Final answer:
The claim cannot be supported as the test statistic is less than the critical value, therefore failing to reject the null hypothesis.
Step-by-step explanation:
(a) Write the claim mathematically and identify H0 and Ha. Which of the following correctly states H0 and Ha?
The claim can be written mathematically as H0: μ ≤ $5,000 and Ha: μ > $5,000.
(b) Find the critical value(s) and identify the rejection region(s). What is(are) the critical value(s), t0?
Since the sample size is greater than 30 and assuming the population is normally distributed, we can use a t-distribution with degrees of freedom equal to n-1. At α=0.05 and degrees of freedom 34, the critical value t0 is approximately 1.690.
(c) Find the standardized test statistic t.
The standardized test statistic t is calculated as t = (sample mean - population mean) / (sample standard deviation / sqrt(sample size)). In this case, t = (5160 - 5000) / (625 / sqrt(35)), which is approximately 1.04.

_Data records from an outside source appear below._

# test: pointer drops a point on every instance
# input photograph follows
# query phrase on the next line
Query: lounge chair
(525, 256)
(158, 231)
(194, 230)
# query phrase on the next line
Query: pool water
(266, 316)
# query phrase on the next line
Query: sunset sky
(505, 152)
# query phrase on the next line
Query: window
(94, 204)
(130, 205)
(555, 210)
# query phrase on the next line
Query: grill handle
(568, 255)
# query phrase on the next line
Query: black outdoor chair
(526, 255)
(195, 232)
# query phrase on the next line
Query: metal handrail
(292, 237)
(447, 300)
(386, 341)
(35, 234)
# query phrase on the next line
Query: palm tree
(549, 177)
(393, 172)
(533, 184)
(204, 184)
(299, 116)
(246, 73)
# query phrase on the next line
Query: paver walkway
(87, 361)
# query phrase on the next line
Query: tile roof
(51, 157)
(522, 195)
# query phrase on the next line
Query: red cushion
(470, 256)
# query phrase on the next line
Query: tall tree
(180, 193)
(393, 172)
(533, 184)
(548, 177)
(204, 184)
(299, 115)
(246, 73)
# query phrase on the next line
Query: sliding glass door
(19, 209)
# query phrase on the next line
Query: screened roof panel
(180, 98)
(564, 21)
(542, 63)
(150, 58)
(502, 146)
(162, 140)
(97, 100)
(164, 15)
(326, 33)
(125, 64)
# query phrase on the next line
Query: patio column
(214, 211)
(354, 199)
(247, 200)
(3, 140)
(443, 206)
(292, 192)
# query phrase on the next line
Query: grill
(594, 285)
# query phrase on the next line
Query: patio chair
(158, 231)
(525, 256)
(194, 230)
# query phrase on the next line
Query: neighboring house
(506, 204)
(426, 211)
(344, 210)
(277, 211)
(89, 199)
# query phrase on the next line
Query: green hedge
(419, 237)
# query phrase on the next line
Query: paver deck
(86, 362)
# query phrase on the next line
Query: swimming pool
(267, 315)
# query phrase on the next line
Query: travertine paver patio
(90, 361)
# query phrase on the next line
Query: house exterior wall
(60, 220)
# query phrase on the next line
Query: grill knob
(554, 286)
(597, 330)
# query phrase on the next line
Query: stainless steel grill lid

(d) Decide whether to reject or fail to reject the null hypothesis.
Compare the test statistic t to the critical value t0. If t > t0, reject the null hypothesis; otherwise, fail to reject the null hypothesis.
(e) Interpret the decision in the context of the original claim.
Based on the test, since the test statistic t (1.04) is less than the critical value t0 (1.690), we fail to reject the null hypothesis. This means that there is not enough evidence to support the claim that the mean credit card debt for individuals is greater than $5,000.